Woolf and Beckett should not be considered as artists in pursuit of the same common goal, but according to Shields, the work of each nevertheless demonstrates certain aspects of the “reality” Shields demands in art: the replacement of traditional plot structure for the uninhibited emotional current of stream-of-consciousness narration in one and the fixation on the absurd in the other. However, Woolf, Beckett, and countless others who practiced these techniques wrote generations before “Reality Hunger” ever hit the shelves. To that end, what good is a manifesto if it appears almost a century after the “innovations” it champions first began to appear?

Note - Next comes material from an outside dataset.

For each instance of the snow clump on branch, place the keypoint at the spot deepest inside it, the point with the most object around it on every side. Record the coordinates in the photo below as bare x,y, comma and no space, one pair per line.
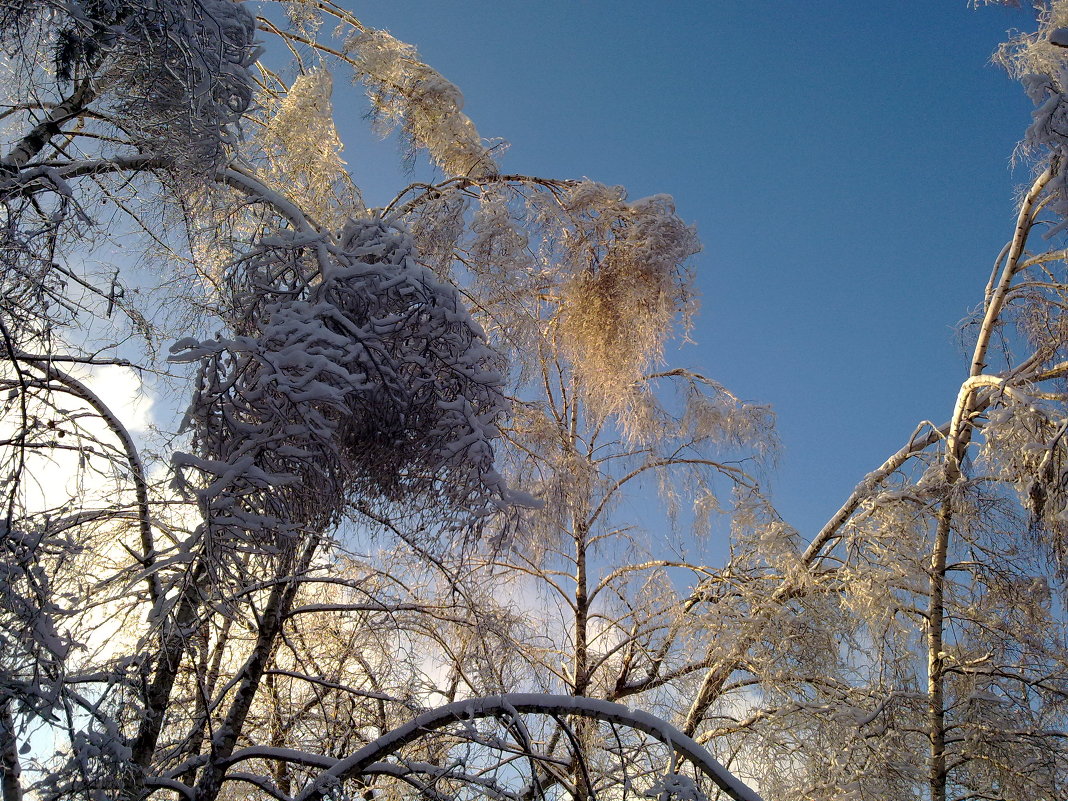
364,381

Although Shields has given voice to the artistic controversies of recent years—Oprah Winfrey’s war on James Frey, the prevalence and popularity of reality television, the question of whether people still want to read novels in the Information Age—“Reality Hunger,” with its fixation on literary and artistic forms that developed long before Shields ever came of age, seems a bit out of sequence. While the ideas Shields espouses—a greater emphasis on truth instead of the artificiality inherent in traditional narrative structures—are valid, they seem to be ideas that most students of literature will have encountered at some point or other in their career. In other words, it is the novelty Shields believes his book to carry—the fact that he considers it a manifesto to herald in a new age that seems to have arrived long ago—that is the problem.